В стене плыли рыбы. Заворожённо, как ребёнок, смотрела она на них, водила по воздуху пальцем, повторяя контуры голов, плавников, хвостов. Почти физически наслаждаясь, переводила взгляд с одной смальтовой мозаики на другую. Притянули рыбы и меня. Двигаясь поверх воды, поблёскивали они в стене. И уже не казался дичью рассказ Гори о плывущих по небу рыбах и пуляющих им вослед, сбившихся с пути беспилотниках.
14
Сова-Ulula очутилась в Москве не случайно. Не хотела, заставили. Задание было сложное и вряд ли выполнимое: почему второй день и медлила.
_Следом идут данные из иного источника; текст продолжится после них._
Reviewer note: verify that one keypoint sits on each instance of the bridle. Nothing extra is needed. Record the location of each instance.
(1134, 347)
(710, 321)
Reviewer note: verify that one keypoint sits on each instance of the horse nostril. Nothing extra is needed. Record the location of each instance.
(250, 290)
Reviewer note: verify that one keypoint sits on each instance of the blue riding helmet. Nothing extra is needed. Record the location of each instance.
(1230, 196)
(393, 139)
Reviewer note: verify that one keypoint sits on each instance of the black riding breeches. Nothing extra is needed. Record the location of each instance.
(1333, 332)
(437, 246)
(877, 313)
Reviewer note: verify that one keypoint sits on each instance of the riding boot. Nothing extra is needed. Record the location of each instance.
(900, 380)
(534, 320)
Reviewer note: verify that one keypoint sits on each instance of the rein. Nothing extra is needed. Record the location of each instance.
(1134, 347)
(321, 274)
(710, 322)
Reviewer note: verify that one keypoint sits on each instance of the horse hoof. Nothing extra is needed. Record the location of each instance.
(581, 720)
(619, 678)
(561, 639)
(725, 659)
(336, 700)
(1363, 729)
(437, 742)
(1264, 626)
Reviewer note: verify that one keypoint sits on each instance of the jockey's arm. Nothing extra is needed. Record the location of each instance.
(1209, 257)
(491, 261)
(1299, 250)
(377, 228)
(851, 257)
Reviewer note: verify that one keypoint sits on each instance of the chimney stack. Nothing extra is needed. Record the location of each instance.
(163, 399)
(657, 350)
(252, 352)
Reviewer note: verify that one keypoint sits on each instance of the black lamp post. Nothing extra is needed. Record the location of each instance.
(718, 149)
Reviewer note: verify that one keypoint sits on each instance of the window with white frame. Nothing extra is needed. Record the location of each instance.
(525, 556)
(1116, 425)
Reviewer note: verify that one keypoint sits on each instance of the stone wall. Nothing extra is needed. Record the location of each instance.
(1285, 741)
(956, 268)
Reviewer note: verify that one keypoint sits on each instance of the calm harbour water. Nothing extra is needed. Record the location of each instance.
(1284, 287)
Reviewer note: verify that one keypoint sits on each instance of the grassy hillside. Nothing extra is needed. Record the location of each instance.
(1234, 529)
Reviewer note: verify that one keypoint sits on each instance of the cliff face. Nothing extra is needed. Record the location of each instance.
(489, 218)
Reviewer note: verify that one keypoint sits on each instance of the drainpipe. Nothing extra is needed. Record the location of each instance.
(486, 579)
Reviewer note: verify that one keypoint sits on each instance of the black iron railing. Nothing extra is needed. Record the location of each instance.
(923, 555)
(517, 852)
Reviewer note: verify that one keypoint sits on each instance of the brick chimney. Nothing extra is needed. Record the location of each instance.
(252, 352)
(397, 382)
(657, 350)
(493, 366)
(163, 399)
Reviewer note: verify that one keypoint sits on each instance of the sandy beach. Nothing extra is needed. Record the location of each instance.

Рядом с их будущей базой болтался Аромун, его гнутая, сильно состаренная фигура дважды мелькнула неподалёку. Ещё двое засланных пока не показывались. Приказ следовало выполнять. Вынув крохотное зеркальце, глянула: что за спиной? Вроде – спокойно. Здесь, близ музея-заповедника «Коломенское», было спрятано для неё снаряжение. Чуть подальше, на холме, в Дьяковом городище, около церкви Иоанна Предтечи, куда явиться нужно было в одежде монашки, ждала укороченная снайперская винтовка в футляре из-под гитары. Бесшумный полет, мгновенная реакция и острый слух, не оставлявшие жертве ни малейшей возможности для спасения – стали второй жизнью ночной хищницы. Любое мелкое движение – и Улула безошибочно определяла местонахождение жертвы, чтобы, как пазуром, пронзить её выстрелом. Иногда – спала наяву. Но при малейшем шуме, подобно сове и другим всамделишным птицам, опускала сперва одно, и тут же другое нижнее веко. Она и позывной выбрала, потому что так же, как и болотная сова получила от матери огромные, как циркулем, обведённые глаза с чёрными расширенными зрачками. Белёсый лицевой диск тоже был чисто совиным. Восковой нос точь-в-точь, как у пернатых. Взрослые в детстве шутили: не нос у тебя, а восковица, хор-р-рошенькое основание клюва! Глаза Улулы в орбитах были малоподвижны, угол зрения невелик. Правда, изъян этот с лихвой восполняла поворотливость шеи, всегда создававшей условия для хорошего обзора. С приближением ночи охотничий инстинкт Улулы возрастал. Однако сейчас был день, зрение было не таким острым. И всё же, сидя в Хинкальной, где выпила лишь чаю с галетами, вдруг затылочным отверстием почуяла опасность. Но оборачиваться не стала…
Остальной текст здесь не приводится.